Pytorch 디버그 모음

Language/Python

Pytorch 디버그 모음

박서현 2022. 2. 24. 11:19

파이토치를 활용해 딥러닝 모델을 처음 학습해보았다. 처음이다보니 간단한 버그부터 현재는 정확히 이해하고 해결하지 못할 버그까지 다양한 문제와 맞닥뜨렸다. 나중을 위해서라도 최대한 모든 문제를 정리해보려고 한다. 기본적으로는 버그(에러문) >> 문제해결방안 형식이다.

ValueError: Unknown resampling filter (256).

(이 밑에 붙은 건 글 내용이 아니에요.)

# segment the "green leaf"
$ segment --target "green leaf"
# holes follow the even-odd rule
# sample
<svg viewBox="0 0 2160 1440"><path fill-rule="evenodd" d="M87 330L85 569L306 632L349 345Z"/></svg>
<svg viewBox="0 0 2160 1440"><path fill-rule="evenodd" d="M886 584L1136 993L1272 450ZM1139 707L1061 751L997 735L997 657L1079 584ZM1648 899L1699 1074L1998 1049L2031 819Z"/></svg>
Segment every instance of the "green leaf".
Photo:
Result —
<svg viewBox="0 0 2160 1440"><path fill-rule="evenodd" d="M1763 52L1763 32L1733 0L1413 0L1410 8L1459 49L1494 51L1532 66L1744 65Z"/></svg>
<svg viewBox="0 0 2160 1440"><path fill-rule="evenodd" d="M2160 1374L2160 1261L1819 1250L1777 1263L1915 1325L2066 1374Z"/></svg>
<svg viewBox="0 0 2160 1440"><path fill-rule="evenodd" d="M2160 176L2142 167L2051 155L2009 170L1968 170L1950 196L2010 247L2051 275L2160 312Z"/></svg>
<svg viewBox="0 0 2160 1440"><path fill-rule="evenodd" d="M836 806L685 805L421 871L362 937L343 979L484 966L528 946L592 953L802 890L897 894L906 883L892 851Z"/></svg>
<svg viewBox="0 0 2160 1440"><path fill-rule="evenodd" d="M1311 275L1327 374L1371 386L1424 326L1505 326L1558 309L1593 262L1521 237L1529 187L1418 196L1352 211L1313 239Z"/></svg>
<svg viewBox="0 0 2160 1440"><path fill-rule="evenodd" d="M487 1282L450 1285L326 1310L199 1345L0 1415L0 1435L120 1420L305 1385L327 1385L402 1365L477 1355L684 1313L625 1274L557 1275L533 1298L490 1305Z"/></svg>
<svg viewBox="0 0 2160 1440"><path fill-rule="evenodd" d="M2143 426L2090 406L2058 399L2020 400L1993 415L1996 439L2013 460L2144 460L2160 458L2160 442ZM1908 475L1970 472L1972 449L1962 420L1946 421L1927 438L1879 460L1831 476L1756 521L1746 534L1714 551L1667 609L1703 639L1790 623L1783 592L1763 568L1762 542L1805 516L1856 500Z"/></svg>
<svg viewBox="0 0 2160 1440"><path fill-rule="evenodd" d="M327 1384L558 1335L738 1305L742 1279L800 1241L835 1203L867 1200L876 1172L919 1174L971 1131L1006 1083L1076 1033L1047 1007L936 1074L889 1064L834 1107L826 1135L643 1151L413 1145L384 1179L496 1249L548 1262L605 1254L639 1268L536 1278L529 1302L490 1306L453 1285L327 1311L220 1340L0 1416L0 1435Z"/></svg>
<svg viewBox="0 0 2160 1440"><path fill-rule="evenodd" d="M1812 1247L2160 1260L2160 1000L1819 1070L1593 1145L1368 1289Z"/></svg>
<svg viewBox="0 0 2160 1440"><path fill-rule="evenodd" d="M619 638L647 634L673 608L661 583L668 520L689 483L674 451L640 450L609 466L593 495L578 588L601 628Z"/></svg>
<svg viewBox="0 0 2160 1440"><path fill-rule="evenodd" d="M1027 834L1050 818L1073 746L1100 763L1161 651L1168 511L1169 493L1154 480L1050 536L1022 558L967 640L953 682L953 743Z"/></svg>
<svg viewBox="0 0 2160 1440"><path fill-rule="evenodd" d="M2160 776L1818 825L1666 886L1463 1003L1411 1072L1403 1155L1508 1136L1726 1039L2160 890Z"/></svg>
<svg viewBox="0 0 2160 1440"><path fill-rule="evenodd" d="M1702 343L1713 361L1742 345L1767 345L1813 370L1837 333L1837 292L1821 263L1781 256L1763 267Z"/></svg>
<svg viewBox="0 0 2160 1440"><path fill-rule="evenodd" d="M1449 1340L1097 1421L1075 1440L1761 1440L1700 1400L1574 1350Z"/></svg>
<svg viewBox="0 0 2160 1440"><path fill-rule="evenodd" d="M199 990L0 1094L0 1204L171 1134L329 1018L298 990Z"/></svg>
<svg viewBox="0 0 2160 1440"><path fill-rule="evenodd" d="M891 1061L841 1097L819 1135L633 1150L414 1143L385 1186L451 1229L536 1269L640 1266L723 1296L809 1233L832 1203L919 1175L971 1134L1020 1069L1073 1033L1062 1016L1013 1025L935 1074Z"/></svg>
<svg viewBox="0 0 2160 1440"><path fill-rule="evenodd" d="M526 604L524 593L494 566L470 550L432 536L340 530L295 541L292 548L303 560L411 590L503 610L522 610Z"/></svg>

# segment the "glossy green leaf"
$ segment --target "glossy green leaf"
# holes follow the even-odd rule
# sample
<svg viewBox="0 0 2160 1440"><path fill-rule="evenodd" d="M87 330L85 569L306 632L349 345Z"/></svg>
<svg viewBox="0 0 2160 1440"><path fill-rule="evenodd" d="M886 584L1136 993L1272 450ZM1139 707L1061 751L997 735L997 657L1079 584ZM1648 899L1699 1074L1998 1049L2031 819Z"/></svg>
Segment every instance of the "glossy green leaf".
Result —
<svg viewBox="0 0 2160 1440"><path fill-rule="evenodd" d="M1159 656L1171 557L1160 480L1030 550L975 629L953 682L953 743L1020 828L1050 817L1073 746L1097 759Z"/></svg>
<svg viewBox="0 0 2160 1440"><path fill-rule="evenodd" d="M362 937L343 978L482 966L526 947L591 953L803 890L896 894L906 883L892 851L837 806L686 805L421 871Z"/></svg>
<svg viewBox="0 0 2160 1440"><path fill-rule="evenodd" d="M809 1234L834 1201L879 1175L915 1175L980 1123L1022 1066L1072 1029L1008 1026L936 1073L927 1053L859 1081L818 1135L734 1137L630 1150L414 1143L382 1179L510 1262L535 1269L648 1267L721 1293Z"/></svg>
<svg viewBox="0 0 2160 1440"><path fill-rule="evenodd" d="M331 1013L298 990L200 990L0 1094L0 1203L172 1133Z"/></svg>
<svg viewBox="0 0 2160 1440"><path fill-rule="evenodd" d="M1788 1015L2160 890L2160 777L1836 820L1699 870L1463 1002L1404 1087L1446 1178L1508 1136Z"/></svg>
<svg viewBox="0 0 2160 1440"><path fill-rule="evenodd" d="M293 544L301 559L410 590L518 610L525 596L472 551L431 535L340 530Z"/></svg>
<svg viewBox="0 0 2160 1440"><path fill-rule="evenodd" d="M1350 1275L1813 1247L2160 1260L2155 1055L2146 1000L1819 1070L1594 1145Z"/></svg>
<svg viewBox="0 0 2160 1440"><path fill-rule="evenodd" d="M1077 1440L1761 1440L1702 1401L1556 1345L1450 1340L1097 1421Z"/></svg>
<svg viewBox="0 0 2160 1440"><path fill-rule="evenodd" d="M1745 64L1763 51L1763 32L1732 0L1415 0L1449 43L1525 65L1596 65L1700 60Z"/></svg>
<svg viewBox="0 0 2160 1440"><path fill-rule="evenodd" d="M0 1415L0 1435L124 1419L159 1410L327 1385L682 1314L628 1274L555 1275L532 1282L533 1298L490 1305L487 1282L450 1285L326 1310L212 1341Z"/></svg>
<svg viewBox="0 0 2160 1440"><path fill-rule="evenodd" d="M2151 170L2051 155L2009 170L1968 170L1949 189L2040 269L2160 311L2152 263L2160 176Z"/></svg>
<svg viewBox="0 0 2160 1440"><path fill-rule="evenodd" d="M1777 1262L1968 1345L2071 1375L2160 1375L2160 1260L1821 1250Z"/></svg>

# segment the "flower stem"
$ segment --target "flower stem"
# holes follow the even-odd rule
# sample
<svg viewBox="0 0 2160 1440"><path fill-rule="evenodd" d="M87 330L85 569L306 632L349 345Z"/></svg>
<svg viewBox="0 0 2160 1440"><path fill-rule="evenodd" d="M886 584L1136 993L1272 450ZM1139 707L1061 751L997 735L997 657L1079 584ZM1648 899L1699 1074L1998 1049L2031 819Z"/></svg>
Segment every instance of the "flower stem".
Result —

Use Image.NEAREST (0), Image.LANCZOS (1), Image.BILINEAR (2), Image.BICUBIC (3), Image.BOX (4) or Image.HAMMING (5)
>>> transfroms.Resize((h, w))에 원하는 사이즈를 첫번째 인자에 튜플 형태로 넣어야 한다. 두번째 인자는 보간법과 관련이 있는데, 튜플을 정확하게 넣지 않고, h와 w가 두 개의 인자로 인식되면 위와 같은 에러가 발생한다.

segmentation 학습을 위해 데이터 개수를 꼭 늘려야 하나? 왜 Pytorch Augmentation은 샘플 수를 늘리지는 않는가?
>>> But the greater question is what are you trying to accomplish with transformations? If you just want more random samples then train your networks for a longer number of epochs. Every epoch your dataset will be transformed differently (since you have random transformations there) so you’ll get a fresh set of 150 images for your network to chew on.

multiclass segmentation에서 레이블링
>>> https://discuss.pytorch.org/t/multiclass-segmentation/54065/2
>>> https://discuss.pytorch.org/t/error-in-python-s-multiprocessing-library/31355/6

cv2는 내부적으로 ndarray를 이용한다.
albumentation를 이용할 때, image, mask, keypoint를 변형할 수 있다. 이때 cv2.fillPoly -> Transform 순서로 mask 이미지를 얻는 경우 폴리곤의 변이 계단모양으로 보인다. 따라서 Transform -> image, polygonpoints -> cv2.fillPoly 순서로 mask 이미지를 얻는 경우 이러현 현상을 피할 수 있다.

cv2.error: OpenCV(4.5.5) /io/opencv/modules/imgproc/src/drawing.cpp:2396: error: (-215:Assertion failed) p.checkVector(2, CV_32S) >= 0 in function 'fillPoly'
>>>Another reason may be that the array is not contiguous. Making it contiguous would also solve the issue
image = np.ascontiguousarray(image, dtype=np.uint8)
>>>https://stackoverflow.com/questions/23830618/python-opencv-typeerror-layout-of-the-output-array-incompatible-with-cvmat
>>> (내 경우) cv2.fillPoly(mask, [poly], lb, cv2.LINE_AA)에서 poly가 []인 경우 -> transform을 거치면서 좌표가 사라지는 경우가 있었음(아래 참고자료 확인해보면 verticalflip까지 적용할때 keypoint완전히 사라짐, colorjitter까지 적용하면 다시 살아남...)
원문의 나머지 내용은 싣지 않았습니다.